Is the following statement true?
Suppose that $P$ is a polytope contained in the Minkowski sum $A+B:=\{a+b: a\in A, b\in B\}$ of two convex compact sets $A$ and $B$. Then there exist polytopes $Q\subset A$ and $R\subset B$ such that $P = Q+R$.
Edit: Here's my attempt. Let $P$ be the convex hull of its extreme points $v_1,\ldots, v_k\in A+B$. Then by definition of the Minkowski sum, for $1\leq i\leq k$ there exist $a_i\in A$ and $b_i\in B$ such that $v_i = a_i + b_i$. Let $R$ be the convex hull of the $a_i$ and let $Q$ be the convex hull of the $b_i$. Then $R\subset A$ and $Q\subset B$.
Does it follow that $P=Q+R$?
Update: It only holds that $P\subset Q+R$ and compactness is not needed. I will post in the answer.
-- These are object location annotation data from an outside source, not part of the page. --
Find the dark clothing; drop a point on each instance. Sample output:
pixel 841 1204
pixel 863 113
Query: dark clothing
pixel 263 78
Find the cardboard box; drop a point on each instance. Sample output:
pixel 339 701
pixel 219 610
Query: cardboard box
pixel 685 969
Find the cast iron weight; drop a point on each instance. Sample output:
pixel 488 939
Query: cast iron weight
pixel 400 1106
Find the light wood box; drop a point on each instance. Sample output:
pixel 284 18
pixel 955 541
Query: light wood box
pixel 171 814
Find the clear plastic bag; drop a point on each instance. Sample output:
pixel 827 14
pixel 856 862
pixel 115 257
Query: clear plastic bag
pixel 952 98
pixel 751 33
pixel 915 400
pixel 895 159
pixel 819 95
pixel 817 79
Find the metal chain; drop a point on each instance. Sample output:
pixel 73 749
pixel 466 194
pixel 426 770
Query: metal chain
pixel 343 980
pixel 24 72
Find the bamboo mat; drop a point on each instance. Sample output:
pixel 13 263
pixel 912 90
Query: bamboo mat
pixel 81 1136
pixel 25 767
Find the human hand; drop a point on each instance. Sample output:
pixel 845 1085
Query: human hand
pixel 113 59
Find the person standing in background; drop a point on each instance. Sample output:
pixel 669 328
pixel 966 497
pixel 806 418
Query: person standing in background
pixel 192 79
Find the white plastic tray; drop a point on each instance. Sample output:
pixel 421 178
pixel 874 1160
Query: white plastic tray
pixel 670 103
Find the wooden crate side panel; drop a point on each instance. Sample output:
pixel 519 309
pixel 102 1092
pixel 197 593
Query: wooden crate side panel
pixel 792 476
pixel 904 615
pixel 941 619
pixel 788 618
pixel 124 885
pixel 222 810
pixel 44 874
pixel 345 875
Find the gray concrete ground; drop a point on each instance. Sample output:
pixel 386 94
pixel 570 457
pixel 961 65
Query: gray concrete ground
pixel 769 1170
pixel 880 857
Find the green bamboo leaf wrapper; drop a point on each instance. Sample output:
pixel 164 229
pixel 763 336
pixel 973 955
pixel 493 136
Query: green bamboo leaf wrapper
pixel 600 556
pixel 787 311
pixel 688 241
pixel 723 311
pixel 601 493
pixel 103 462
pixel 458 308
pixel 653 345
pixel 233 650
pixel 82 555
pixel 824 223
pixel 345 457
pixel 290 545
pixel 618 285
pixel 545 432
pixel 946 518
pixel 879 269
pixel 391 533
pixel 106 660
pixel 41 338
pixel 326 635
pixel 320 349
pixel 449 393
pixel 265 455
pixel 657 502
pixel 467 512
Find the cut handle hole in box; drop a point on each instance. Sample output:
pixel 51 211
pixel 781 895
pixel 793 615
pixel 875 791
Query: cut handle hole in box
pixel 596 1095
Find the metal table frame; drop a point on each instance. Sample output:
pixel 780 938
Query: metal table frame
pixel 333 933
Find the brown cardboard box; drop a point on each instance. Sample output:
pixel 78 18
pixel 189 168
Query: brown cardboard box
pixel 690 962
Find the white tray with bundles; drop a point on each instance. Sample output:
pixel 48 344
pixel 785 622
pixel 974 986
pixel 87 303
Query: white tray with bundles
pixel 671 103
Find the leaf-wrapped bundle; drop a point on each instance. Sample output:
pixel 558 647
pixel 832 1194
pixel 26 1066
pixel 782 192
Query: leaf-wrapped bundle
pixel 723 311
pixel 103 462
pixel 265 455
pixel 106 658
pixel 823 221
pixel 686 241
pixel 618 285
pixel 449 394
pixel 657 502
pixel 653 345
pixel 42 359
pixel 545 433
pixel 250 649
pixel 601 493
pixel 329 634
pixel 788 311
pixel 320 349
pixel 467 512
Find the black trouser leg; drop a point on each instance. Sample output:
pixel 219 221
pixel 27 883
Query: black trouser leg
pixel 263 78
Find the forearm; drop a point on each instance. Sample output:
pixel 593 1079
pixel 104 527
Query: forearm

Thank you.
Following the OP first note that $P=\text{conv}\{v_i\}_{i=1}^k = \text{conv}\{a_i+b_i\}_{i=1}^k$. Now if $z\in P=\text{conv}\{a_i+b_i\}_{i=1}^k,$ then $z$ can be written as a convex combination $z=\sum_i \lambda_i(a_i+b_i) = \sum_i \lambda_i a_i + \sum_i \lambda_i b_i \in \text{conv}\{a_i\}_{i=1}^k + \text{conv}\{b_i\}_{i=1}^k=Q+R$.